Some people like to take this part of the reasoning to the ridiculous extreme adding nuclear weapons. After all, they are arms too, right?

The broadest libertarian view of that argument would have to be, yes, the government does not have the authority to prohibit you from owning them. This agreement automatically creates horror amongst even the strongest 2nd Amendment supporters, after all, your talkin NUKES!

But it ought to be the way things are, if we were a truly free society. The govt doesn't need (and shouldn't have) a law that says you are prohibited from owning a nuke. If you could build one, using "special nuclear material" that you dug up in your back yard, you should have the legal right to own it. And that's the only way you could own one, without violating dozens of other existing laws. No need for a ban, when they are all property of the govt, and have never been allowed for sale. If you got one, it is stolen, so the law covers that. No ban needed. Buy one overseas? Even legally (as if that was possible?) Law says no import. Already covered, no ban law needed. Do you see my point here? Seems like no body ever looks that far, all they see is NUKE and of course we need laws saying people can't own them. Its already covered.
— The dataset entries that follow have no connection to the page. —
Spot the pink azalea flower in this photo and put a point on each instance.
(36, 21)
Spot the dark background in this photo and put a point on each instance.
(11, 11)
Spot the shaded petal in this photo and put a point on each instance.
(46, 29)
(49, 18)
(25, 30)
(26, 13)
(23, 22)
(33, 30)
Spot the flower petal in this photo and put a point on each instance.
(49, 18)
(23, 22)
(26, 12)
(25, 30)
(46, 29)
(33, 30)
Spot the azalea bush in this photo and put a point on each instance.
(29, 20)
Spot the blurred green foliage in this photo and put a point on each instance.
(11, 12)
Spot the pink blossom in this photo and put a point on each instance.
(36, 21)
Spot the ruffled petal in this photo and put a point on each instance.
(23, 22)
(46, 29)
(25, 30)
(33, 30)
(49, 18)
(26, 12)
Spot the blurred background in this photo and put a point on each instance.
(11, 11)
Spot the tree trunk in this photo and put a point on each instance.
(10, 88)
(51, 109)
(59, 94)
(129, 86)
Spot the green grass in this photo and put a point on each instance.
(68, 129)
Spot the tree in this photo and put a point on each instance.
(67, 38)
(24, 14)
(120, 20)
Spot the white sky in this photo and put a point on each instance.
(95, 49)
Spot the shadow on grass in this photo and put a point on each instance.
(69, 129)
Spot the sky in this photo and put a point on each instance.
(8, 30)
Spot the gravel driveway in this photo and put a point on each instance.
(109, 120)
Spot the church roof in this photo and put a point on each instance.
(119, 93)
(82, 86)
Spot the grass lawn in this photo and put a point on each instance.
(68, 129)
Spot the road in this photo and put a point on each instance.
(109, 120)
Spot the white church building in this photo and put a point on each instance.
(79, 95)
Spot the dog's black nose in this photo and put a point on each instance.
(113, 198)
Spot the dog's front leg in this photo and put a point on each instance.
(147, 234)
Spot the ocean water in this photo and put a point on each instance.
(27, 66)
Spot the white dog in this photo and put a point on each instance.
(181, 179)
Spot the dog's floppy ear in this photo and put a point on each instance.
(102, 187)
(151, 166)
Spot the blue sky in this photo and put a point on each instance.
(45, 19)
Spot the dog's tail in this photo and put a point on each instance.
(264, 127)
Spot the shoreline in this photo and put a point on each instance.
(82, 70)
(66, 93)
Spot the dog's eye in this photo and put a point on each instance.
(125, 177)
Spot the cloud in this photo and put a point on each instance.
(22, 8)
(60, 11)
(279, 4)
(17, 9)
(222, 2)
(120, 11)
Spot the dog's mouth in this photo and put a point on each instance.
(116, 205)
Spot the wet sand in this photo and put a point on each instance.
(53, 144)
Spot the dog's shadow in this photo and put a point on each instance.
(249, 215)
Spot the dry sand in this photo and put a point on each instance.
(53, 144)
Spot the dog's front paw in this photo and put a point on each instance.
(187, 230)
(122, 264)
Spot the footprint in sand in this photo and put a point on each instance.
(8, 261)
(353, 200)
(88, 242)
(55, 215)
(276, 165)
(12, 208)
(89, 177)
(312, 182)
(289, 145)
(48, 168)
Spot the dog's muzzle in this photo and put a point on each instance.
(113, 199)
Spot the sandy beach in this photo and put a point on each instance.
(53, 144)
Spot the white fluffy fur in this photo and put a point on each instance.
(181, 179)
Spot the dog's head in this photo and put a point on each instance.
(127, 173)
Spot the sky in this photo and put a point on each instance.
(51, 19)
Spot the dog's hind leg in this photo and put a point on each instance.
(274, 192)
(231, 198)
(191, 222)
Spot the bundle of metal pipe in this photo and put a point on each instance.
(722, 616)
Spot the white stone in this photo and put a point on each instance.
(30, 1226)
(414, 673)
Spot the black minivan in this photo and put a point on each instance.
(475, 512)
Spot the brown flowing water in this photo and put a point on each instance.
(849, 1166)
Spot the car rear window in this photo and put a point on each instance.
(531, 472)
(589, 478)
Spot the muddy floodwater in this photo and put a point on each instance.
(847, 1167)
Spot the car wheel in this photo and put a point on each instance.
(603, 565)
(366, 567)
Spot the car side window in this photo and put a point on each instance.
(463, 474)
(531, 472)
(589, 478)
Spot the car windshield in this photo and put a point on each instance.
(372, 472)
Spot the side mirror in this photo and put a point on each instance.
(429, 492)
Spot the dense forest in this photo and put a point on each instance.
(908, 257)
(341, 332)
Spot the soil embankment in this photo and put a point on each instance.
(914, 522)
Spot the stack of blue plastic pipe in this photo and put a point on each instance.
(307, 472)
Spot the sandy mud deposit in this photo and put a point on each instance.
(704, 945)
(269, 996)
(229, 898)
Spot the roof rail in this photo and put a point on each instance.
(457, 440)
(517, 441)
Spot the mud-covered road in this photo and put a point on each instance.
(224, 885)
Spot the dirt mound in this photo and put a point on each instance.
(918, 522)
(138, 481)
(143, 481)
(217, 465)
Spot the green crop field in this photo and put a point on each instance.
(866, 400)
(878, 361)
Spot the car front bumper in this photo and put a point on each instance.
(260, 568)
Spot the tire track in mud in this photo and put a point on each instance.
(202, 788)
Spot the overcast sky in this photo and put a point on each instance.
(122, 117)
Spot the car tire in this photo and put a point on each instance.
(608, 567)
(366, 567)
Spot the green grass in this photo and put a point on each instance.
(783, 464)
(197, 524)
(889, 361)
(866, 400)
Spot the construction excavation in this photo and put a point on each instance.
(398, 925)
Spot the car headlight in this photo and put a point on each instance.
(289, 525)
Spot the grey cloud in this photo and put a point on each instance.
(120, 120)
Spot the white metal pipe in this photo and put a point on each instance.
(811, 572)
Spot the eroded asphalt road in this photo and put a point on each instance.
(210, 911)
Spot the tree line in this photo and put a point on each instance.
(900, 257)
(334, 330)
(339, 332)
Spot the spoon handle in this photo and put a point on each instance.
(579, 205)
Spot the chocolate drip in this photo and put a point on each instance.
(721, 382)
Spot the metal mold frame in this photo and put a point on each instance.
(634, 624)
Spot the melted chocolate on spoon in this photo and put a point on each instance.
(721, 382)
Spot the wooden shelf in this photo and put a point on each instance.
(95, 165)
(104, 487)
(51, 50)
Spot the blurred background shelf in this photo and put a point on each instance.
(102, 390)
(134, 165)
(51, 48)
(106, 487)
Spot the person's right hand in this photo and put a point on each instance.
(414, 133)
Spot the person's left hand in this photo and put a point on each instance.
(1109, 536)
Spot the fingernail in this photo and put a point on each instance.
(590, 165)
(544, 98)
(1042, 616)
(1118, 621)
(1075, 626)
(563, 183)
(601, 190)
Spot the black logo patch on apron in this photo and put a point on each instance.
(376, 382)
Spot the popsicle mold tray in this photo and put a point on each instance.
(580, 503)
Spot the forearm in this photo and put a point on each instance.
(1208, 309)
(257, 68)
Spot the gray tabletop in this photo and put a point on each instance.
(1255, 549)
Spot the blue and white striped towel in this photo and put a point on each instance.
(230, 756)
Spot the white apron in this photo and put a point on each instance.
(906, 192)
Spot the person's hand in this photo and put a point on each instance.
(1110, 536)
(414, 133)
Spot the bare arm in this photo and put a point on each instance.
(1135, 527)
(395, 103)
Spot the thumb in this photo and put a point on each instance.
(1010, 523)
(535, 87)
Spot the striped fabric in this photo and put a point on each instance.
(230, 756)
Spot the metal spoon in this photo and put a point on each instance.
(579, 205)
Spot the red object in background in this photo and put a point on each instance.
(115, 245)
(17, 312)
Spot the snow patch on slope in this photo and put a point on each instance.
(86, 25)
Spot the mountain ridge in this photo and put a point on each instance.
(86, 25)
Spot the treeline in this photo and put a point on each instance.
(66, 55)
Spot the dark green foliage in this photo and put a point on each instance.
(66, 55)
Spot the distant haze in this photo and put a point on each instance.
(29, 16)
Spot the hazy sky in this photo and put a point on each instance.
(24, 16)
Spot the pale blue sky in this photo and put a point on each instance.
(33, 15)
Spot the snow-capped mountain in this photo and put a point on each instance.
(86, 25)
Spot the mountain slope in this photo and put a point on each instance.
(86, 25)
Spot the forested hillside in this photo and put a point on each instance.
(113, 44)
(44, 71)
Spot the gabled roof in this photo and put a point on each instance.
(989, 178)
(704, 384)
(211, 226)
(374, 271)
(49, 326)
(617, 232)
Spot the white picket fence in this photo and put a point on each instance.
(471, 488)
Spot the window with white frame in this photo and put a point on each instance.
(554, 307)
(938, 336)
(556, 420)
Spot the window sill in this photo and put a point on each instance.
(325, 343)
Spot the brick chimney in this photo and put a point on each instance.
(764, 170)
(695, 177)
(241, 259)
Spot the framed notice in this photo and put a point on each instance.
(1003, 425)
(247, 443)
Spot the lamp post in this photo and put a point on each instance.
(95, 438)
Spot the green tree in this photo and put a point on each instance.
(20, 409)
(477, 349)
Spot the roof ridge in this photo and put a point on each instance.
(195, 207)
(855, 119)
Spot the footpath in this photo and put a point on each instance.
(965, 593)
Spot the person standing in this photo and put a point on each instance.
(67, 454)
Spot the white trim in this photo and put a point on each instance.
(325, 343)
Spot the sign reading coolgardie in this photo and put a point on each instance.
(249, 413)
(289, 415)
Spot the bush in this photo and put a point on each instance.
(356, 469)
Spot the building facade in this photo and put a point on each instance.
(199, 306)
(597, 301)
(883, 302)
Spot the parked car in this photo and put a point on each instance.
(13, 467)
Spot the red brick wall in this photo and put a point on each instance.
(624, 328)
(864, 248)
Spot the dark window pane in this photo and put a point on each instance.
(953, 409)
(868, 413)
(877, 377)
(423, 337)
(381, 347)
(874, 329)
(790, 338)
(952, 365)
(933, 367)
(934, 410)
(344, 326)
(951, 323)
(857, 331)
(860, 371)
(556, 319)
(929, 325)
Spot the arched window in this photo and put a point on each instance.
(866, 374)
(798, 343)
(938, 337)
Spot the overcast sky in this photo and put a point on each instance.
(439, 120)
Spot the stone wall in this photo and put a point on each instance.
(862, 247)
Like machineguns. Don't shoot people for fun and profit, there's no problem. Do shoot people for fun and profit, well, we already have laws saying you can't do that, and have had for centuries.

Quote:
It would seem reasonable, given the relatively indiscriminate threat risk that fully automatic weapons present, that there may be an elevated level of training, screening, and regulation required beyond that required for more common defensive weapons.
ok, this one bothers me a little. Not that I disagree with the idea that people ought to have some training on the things they own, or that the govt shouldn't screen/regulate ownership of firearms to some degree (we're never going to get that undone) but the phrasing....

a) "reasonable" - a word that in my half century of watching these things, always seems to precede us getting shafted. granted, its a small thing, but even small things have weight.

b) "relatively indiscriminate threat risk that fully automatic weapons present," I don't see this as an accurate statement. It is an emotional value judgement. How is the potential carnage of someone dumping 30 rnds pulling and holding the trigger be worse than them doing the same thing pulling the trigger 30 times as fast as they can? And I doubt we would see a rash of belt fed drive bys either.

c) "beyond that required for more common defensive weapons. " OK, we're back to the circular logic again. They aren't common because we regulate them tightly, so we have to regulate them tightly because they aren't common!

Quote:
But to outright or effectively ban the exact weapon which the government has chosen defend our nation at home and abroad, and which the government freely puts into the hands of every 18 year old capable of signing his or her name, seems to me completely and monumentally antithetical to the purpose, intent, and deepest meaning of the Second Amendment, and such, should be completely taken off the table as a policy choice.
Agreed. Completely. An excellent summation of the kind of things I have been saying since the govt put an M16A1 in my hands, to defend truth, justice, the American way, and incidentally enforce the policy decisions of the administration. If there is any gun that should be completely unrestricted for citizens to own, it is the one the govt forces citizens to use to carry out its will, which is, under our system supposed to be, the will of the people.

note: this whole thing is meant to be constructive, but its late, and I'm in rant mode, so if it comes off as critical, I do apologize. Bite me.